International crude oil prices have been rising recently. On August 24, the Brent price was US$101.22 per barrel, rising to the highest level since August 1. Source: OPEC+ may resume production cuts in the future, U.S. commercial crude oil inventories have declined, and there are still concerns about European energy supply. Market attention has once again turned to the risk of tight supply, easing concerns that a potential economic recession may suppress demand, boosting oil prices this week Upward. At present, the crude oil market should focus on the following aspects:
1. OPEC+ is considering cutting production in advance to boost the crude oil futures market sentiment.
The Saudi Energy Minister said that OPEC+ has the commitment, flexibility and means to respond to challenges and provide guidance, including reducing production in different forms at any time. Negotiations on the Iranian nuclear issue have released positive signals and expectations for potential supply increases have emerged, which is the main reason why OPEC+ is considering cutting production in preparation for a rainy day. The announcement of this news boosted the crude oil futures market sentiment.
2. U.S. commercial crude oil inventories fell more than expected
In the week of August 19, U.S. commercial crude oil inventories fell more than expected, the largest decline since April 23 this year. Crude oil inventories will reach 421.672 million barrels, a decrease of 3.28 million barrels from the previous week and about 6% lower than the same period in the past five years.

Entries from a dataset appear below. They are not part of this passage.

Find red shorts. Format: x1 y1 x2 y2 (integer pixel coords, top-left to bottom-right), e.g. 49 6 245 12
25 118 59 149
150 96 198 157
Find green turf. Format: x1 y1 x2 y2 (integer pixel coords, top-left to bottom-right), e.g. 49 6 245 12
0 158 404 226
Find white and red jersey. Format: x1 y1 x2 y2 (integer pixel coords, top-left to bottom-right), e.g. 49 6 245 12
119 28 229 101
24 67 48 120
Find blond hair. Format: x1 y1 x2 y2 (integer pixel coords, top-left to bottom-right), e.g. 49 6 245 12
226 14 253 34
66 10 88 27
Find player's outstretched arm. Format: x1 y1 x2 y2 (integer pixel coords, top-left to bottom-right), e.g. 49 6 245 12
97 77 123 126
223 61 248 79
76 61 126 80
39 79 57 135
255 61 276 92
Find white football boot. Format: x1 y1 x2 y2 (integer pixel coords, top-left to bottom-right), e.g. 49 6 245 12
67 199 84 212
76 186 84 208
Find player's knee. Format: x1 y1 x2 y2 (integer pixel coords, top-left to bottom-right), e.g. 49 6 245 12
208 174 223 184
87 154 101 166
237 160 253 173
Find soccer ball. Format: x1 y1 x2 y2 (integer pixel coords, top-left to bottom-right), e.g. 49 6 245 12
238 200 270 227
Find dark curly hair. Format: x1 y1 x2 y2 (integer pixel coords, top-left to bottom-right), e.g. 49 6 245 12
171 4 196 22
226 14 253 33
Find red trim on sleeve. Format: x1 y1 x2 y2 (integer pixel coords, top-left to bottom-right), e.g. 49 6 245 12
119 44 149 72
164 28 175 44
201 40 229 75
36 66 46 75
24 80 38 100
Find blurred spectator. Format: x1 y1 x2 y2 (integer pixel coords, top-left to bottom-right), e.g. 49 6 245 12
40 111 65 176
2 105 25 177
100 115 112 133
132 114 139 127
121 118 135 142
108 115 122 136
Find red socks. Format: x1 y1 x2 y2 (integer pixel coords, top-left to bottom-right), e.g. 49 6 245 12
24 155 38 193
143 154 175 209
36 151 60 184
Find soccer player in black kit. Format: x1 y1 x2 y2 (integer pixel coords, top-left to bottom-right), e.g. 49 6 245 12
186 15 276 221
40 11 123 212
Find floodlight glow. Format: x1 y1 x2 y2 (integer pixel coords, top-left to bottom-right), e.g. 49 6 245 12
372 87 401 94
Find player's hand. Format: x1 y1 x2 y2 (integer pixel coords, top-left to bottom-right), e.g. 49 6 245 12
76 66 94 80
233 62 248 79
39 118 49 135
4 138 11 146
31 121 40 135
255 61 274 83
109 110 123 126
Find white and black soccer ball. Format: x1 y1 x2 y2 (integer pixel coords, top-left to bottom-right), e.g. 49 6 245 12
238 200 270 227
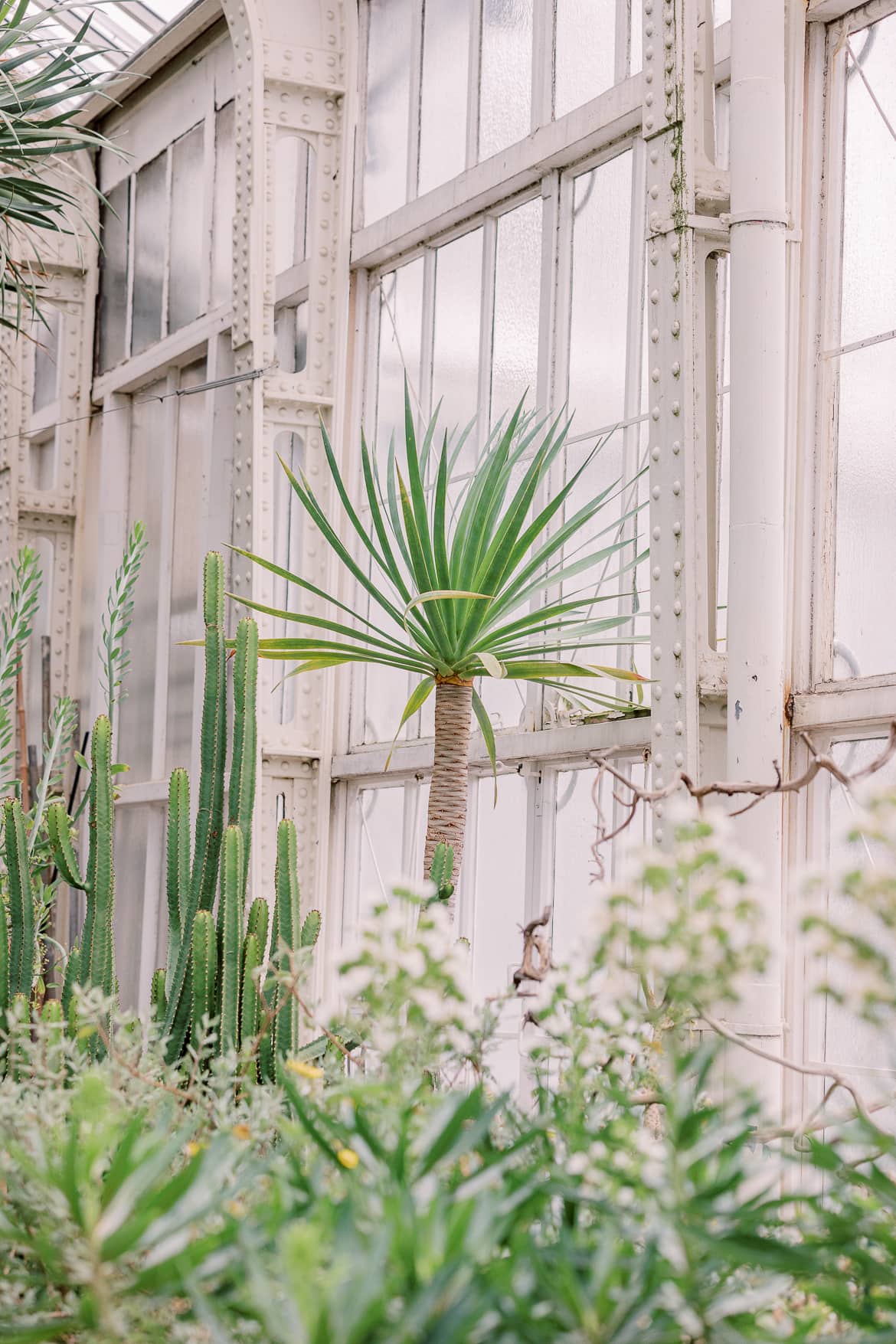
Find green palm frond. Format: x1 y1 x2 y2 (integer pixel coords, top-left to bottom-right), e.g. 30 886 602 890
0 0 116 332
237 387 643 744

Since the beginning of this year, U.S. crude oil inventories have continued to be at the lower limit of the past five years, providing positive support for oil prices.
3. A strong U.S. dollar is bad for oil prices
The average value of the U.S. dollar index this week was +2.15% from last week to 108.37. The U.S. dollar index has risen strongly, making crude oil more expensive for buyers holding other currencies. As major European central banks have sharply raised interest rates to curb soaring inflation, which has slowed economic activity and weakened demand for crude oil. At the same time, the Federal Reserve continues to tighten monetary policy. The possibility of raising interest rates by 75 basis points in September is as high as 50% in the medium term. Will continue to form a negative restraint on oil prices.
4. The situation between Russia and Ukraine remains anxious and the supply shortage is difficult to alleviate.
Explosions occurred near areas of Ukraine controlled by Russia and military bases in Russia, indicating that the military war between Russia and Ukraine will be difficult to end in a short time and may escalate. The resulting supply shortage will be alleviated in the short term, limiting the decline in oil prices. .
5. The market is worried about changes in the Iran nuclear agreement, boosting oil prices during the session.
According to Al Arabiya TV, the United States has rejected all additional conditions proposed by Iran and urged Iran to lift any restrictions on international inspections. Oil prices reversed intraday losses and trended upward.
To sum up, in terms of current crude oil market supply, OPEC+ may subsequently reduce production. In addition, negotiations between the United States and Iran are difficult to achieve overnight, and the overall supply situation is still tight. In terms of demand, the northern hemisphere is still in the peak summer travel season, and the seasonal positive support for demand continues. In terms of inventories, U.S. crude oil and refined oil products continue to run at low levels, reflecting relatively strong demand, which brings upward momentum to crude oil prices. To sum up, the current crude oil market is still in a state of tight balance, and international crude oil prices are expected to continue to run at high levels.